Sir Alex Ferguson believes his fearsome reputation has softened over the years but insists he has no plans to retire from life at Old Trafford.
The Manchester United manager revealed he has had to adapt as he has got older but remains adamant that his record of 25 years at one club will never be bettered.
"I have certainly mellowed," he told the New York Times - via the Guardian. "There's no question about that. It's a more fragile human being that I am dealing with today than 25 years ago. They are cocooned by modern ideas, modern parents, modern agents, and they are cocooned by their own image at times.
"It's a different world for me, so I have to change myself to adapt to that. I have changed because of these things.

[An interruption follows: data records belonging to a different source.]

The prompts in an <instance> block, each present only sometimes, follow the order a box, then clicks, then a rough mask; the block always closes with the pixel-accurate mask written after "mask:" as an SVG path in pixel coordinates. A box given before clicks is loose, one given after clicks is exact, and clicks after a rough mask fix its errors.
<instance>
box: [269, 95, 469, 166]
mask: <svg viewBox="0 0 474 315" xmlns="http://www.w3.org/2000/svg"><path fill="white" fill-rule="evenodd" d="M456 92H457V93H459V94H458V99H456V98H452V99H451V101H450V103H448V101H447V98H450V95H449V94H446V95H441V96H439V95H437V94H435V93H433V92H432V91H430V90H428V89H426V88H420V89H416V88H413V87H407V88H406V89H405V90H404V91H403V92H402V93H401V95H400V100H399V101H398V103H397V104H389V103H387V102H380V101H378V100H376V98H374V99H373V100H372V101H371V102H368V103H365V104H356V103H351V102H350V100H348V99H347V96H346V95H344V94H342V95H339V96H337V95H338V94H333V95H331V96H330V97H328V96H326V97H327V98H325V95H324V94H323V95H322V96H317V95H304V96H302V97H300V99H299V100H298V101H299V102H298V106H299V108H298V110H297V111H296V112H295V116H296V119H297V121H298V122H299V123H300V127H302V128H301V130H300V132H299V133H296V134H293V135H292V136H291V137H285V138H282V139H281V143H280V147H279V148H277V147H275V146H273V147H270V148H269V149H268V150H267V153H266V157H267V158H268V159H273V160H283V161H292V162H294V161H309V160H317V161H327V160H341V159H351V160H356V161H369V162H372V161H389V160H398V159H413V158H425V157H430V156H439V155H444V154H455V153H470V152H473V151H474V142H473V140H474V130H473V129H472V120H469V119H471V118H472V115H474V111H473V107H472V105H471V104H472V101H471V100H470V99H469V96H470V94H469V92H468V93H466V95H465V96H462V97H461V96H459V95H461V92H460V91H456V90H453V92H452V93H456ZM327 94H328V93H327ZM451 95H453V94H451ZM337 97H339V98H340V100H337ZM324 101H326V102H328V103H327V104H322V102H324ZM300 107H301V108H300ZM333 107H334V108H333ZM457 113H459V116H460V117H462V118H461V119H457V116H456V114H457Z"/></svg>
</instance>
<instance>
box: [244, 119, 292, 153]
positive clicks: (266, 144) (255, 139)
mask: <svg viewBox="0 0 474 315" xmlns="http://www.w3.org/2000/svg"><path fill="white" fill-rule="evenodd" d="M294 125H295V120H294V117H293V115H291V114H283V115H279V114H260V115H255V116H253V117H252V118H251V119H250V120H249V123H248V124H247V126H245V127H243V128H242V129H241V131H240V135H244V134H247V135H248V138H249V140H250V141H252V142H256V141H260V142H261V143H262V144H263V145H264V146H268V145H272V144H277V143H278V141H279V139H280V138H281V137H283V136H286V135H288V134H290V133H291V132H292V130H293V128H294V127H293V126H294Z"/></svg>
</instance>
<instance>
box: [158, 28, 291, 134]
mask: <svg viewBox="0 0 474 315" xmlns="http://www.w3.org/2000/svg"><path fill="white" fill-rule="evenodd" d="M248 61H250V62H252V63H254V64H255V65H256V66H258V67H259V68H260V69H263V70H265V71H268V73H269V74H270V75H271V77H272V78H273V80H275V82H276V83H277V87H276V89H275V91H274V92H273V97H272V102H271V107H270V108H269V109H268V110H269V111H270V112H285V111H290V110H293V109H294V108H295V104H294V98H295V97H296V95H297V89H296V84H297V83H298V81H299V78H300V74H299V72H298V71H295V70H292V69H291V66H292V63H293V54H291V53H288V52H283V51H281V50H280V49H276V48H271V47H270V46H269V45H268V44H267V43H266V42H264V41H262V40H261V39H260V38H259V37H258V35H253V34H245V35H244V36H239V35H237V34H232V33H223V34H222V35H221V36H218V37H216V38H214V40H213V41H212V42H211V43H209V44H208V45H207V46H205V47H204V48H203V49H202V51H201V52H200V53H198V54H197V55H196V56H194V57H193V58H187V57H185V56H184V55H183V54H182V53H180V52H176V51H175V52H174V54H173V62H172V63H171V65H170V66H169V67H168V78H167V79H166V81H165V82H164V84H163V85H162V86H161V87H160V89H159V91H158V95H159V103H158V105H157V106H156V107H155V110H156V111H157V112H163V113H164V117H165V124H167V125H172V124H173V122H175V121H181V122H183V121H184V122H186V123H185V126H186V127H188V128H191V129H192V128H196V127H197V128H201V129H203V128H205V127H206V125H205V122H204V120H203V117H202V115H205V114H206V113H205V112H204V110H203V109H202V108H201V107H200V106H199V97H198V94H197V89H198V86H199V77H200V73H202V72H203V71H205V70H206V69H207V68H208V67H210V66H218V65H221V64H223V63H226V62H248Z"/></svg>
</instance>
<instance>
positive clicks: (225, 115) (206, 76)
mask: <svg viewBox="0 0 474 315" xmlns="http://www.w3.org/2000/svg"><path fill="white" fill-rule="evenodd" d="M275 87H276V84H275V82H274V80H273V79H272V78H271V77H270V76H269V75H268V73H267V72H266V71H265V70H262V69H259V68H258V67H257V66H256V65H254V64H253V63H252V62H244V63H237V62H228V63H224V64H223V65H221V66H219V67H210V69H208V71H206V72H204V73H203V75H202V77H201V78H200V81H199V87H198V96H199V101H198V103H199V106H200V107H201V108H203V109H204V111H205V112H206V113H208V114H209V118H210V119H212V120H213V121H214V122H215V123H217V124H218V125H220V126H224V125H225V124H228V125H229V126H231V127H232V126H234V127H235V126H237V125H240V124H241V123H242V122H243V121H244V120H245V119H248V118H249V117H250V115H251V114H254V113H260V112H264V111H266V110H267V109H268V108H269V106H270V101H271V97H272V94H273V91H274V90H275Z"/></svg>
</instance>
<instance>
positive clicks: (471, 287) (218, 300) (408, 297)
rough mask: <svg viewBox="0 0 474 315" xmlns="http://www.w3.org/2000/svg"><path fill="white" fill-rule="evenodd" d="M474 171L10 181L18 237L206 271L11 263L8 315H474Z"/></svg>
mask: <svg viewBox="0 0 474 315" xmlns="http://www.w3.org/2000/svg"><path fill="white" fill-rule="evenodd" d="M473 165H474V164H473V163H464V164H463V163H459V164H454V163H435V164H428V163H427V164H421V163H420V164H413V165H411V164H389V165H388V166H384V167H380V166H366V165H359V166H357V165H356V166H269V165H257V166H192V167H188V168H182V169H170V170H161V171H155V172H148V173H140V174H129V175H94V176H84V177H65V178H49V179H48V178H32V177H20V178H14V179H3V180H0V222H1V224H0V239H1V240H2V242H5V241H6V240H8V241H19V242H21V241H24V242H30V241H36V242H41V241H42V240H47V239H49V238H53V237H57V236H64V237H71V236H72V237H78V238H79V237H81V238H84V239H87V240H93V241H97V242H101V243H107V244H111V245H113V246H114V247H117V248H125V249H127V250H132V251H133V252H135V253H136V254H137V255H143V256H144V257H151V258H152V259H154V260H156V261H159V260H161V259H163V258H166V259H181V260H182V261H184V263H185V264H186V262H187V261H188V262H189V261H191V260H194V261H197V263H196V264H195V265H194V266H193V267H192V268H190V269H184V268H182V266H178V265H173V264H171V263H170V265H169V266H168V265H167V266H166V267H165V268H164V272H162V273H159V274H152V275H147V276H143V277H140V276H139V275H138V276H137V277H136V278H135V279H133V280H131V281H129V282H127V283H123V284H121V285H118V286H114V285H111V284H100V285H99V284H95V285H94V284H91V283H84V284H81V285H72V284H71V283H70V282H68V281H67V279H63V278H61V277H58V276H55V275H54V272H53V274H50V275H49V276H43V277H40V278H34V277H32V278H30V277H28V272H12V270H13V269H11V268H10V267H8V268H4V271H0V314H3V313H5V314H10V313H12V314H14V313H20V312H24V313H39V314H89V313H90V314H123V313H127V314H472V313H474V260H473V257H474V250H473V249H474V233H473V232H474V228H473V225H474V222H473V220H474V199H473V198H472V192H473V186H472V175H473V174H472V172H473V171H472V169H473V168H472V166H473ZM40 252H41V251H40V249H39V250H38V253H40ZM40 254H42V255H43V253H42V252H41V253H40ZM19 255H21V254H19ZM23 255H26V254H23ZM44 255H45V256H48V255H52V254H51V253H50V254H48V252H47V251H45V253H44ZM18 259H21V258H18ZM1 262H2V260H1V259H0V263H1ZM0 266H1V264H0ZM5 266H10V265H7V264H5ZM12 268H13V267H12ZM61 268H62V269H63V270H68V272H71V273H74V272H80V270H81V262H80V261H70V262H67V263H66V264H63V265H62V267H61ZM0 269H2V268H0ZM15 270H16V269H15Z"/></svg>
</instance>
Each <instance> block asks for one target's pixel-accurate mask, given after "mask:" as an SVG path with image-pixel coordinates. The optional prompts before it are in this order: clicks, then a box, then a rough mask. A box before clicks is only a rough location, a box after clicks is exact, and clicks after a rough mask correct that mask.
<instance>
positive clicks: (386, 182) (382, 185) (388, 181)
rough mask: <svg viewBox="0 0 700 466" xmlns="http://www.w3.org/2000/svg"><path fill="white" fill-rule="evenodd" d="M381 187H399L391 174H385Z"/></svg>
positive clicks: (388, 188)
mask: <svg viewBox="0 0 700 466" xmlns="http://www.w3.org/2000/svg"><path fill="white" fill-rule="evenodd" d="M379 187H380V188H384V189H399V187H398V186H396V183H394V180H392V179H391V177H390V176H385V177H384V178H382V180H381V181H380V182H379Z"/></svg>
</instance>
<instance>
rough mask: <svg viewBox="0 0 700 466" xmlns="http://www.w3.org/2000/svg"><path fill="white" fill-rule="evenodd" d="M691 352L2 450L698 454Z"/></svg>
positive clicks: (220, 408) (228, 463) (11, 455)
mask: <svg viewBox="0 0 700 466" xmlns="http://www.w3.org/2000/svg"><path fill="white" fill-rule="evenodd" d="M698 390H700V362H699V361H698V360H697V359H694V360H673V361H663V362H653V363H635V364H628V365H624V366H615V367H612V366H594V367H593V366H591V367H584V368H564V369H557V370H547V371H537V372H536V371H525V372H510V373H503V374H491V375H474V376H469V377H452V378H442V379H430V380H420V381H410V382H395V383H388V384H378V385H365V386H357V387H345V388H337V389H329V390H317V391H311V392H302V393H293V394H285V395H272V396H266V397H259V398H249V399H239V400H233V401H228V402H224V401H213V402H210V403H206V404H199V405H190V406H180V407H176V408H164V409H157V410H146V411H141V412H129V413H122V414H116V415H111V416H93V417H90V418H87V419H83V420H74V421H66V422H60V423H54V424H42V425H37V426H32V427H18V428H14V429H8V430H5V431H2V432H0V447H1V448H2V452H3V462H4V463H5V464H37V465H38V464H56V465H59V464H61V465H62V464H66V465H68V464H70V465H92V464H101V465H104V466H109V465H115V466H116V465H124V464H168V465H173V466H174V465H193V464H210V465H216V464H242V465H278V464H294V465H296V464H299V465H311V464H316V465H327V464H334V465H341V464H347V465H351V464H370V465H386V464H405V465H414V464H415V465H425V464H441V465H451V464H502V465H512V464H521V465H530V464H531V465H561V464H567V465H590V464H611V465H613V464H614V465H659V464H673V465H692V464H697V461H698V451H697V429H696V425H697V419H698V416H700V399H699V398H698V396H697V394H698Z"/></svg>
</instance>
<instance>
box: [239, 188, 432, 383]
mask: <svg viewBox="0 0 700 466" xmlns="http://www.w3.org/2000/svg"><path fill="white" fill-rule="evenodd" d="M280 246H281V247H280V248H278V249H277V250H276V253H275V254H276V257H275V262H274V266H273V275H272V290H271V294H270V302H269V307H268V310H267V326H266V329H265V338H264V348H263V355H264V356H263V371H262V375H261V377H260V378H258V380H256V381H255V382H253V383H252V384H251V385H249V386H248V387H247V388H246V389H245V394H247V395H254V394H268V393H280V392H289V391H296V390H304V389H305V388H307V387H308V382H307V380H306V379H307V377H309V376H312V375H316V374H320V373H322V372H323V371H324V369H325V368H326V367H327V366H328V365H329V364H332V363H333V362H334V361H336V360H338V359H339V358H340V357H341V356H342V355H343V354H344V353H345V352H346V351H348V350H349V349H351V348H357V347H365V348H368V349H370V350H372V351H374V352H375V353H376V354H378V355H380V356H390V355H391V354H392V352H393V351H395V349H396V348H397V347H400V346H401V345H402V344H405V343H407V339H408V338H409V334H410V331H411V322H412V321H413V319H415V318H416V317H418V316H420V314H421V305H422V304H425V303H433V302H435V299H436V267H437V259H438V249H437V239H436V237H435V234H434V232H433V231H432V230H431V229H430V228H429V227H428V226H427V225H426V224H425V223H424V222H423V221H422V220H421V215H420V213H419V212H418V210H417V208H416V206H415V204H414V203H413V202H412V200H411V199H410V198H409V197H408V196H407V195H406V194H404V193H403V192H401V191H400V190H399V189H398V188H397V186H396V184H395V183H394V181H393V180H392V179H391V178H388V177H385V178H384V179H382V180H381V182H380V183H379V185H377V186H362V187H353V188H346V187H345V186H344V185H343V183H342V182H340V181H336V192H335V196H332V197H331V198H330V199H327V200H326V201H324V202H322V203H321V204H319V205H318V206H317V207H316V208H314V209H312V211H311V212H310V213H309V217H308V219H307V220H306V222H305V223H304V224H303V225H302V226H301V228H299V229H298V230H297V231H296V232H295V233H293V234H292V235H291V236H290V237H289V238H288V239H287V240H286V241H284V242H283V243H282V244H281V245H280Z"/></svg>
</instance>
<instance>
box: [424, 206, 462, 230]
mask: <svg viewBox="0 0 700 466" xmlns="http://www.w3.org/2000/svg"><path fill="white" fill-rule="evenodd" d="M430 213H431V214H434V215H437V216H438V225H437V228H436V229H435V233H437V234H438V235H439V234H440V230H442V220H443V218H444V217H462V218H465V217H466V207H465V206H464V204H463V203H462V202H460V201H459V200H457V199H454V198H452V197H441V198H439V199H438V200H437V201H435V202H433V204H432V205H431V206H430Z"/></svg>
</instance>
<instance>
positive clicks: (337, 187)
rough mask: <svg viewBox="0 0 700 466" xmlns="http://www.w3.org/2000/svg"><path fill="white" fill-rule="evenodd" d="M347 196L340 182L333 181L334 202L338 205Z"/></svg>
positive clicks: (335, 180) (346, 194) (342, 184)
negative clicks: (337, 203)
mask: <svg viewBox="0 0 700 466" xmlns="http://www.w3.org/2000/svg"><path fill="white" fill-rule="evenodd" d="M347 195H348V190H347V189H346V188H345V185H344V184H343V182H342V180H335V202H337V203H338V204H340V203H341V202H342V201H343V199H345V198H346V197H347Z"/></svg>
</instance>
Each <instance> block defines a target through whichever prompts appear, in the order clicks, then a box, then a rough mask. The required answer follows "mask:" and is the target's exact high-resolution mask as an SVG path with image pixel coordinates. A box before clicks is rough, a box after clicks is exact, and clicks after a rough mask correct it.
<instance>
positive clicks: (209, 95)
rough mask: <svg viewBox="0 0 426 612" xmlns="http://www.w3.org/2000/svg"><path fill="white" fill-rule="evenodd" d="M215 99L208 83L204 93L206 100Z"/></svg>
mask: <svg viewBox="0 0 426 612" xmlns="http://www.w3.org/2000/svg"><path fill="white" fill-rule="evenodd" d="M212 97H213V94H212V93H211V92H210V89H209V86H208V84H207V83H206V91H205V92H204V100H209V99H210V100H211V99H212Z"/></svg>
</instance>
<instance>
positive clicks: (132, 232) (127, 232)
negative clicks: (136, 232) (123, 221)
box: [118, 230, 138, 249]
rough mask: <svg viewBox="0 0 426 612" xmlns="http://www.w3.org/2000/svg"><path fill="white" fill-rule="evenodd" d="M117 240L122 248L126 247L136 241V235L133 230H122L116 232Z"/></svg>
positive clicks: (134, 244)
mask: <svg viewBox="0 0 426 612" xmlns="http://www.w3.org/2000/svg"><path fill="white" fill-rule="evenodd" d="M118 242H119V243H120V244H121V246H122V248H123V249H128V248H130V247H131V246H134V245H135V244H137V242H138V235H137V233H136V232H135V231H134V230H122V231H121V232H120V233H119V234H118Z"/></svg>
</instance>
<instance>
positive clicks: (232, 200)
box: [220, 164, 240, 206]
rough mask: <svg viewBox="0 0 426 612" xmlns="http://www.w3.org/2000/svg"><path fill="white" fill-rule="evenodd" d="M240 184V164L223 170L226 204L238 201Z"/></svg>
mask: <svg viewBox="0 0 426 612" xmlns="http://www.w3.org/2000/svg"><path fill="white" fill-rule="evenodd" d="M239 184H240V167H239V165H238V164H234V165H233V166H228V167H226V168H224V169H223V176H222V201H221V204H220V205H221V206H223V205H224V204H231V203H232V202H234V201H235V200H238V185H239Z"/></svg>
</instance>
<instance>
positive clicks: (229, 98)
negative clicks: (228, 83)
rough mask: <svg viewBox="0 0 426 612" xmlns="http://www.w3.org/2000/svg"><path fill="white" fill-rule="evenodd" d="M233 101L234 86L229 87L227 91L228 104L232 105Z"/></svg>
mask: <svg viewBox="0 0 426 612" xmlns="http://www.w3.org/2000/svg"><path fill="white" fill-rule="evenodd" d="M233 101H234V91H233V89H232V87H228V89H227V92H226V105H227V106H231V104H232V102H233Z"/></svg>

"One thing I've learned in the last decade [at Manchester United] is delegation. In the early days, I was involved with scouting, coaching, youth everything. You can't do that for a long period of time."
Ferguson has overseen a period of phenomenal transition in his quarter century at the helm, with players earning more than ever but remains adamant he is still the top man at Manchester United.
"You have to remember that the most important person at Manchester United is the manager," he said. "The minute a footballer becomes more important than the manager, your club is dead. The history of the club goes down the drain. I am the most important man at Manchester United. It has to be that way."
Ferguson also maintained that he still had a fantastic relationship with the Glazer family, despite criticism from fans over a lack of transfer funds.
"They never bother me. They never ask questions, they never phone me and they never interfere with my job. I am in a privileged position," he said.
And the 70-year-old remained bullish over his future at Old Trafford, saying he was not considering walking away from the game at this stage.
"Retirement is for young people, not older people," he said. "Young people can do something else. When you're older and you've been on that treadmill for [the] length of time I've been on it - if I get off the treadmill, where do you think I am going? Down there. Trust me. When you get older, don't retire."